Engineering Responsible AI
Recent achievements and advancements in AI have outpaced what anyone would have thought imaginable even five to ten years ago. For instance, we are fast approaching human parity across many tasks of AI — speech, vision and natural language, on many benchmark date sets. But many practitioners building AI technology and deploying AI products have not always thought through the societal implications such as fairness and transparency. Recently a number of principles have been proposed to help companies and countries navigate the complexities and implications of AI. But principles alone are no longer enough—industry, academia and government need to take actions now to move from principles to practices. In this talk, I will share some examples of what we have been practicing in Microsoft AI and Research from doing research in explainable and interpretable AI, to creating tools for bias error analysis in machine learning, to debiasing word embedding learnt from the web.

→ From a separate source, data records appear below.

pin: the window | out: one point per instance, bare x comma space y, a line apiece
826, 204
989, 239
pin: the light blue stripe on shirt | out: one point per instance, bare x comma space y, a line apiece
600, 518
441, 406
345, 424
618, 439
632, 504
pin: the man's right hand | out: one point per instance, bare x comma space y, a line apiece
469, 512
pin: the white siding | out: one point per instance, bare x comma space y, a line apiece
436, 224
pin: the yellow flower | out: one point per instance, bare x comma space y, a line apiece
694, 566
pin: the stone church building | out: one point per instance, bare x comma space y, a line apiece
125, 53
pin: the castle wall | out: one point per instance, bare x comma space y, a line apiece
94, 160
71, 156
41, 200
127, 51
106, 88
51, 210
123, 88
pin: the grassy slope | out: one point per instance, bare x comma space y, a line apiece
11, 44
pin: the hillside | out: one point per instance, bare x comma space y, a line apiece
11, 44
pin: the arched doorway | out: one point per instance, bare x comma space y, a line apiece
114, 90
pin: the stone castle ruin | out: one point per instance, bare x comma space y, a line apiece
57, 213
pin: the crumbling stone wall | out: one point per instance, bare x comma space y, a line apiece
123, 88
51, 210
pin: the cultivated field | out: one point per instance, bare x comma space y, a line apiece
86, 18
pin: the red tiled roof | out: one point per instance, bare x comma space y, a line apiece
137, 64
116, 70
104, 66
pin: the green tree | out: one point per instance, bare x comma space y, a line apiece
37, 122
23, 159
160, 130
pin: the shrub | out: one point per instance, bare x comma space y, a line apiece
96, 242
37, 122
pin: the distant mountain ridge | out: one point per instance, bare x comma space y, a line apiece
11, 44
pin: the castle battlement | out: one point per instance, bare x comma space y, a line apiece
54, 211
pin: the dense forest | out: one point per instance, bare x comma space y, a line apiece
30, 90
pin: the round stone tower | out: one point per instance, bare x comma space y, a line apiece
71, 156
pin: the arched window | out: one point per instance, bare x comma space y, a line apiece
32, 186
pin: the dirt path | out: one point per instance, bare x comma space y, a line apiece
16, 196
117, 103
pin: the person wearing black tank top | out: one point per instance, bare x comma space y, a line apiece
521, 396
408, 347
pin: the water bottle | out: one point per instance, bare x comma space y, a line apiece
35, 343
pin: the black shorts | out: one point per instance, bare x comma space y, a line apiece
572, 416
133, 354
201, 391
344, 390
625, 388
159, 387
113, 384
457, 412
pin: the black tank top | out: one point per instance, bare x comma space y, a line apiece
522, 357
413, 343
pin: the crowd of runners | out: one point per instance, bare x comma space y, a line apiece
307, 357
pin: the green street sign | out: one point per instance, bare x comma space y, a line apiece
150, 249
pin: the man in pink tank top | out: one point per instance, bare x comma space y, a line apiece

Harry Shum is executive vice president of Microsoft’s Artificial Intelligence (AI) and Research group.
He is responsible for driving the company’s overall AI strategy and forward-looking research and development efforts spanning infrastructure, services, apps and agents. He oversees AI-focused product groups including Bing. He also leads Microsoft Research, one of the world’s premier computer science research organizations, and its integration with the engineering teams across the company.
Dr. Shum is an IEEE Fellow and an ACM Fellow for his contributions to computer vision and computer graphics. He received his Ph.D. in robotics from the School of Computer Science at Carnegie Mellon University. In 2017, he was elected to the National Academy of Engineering of the United States.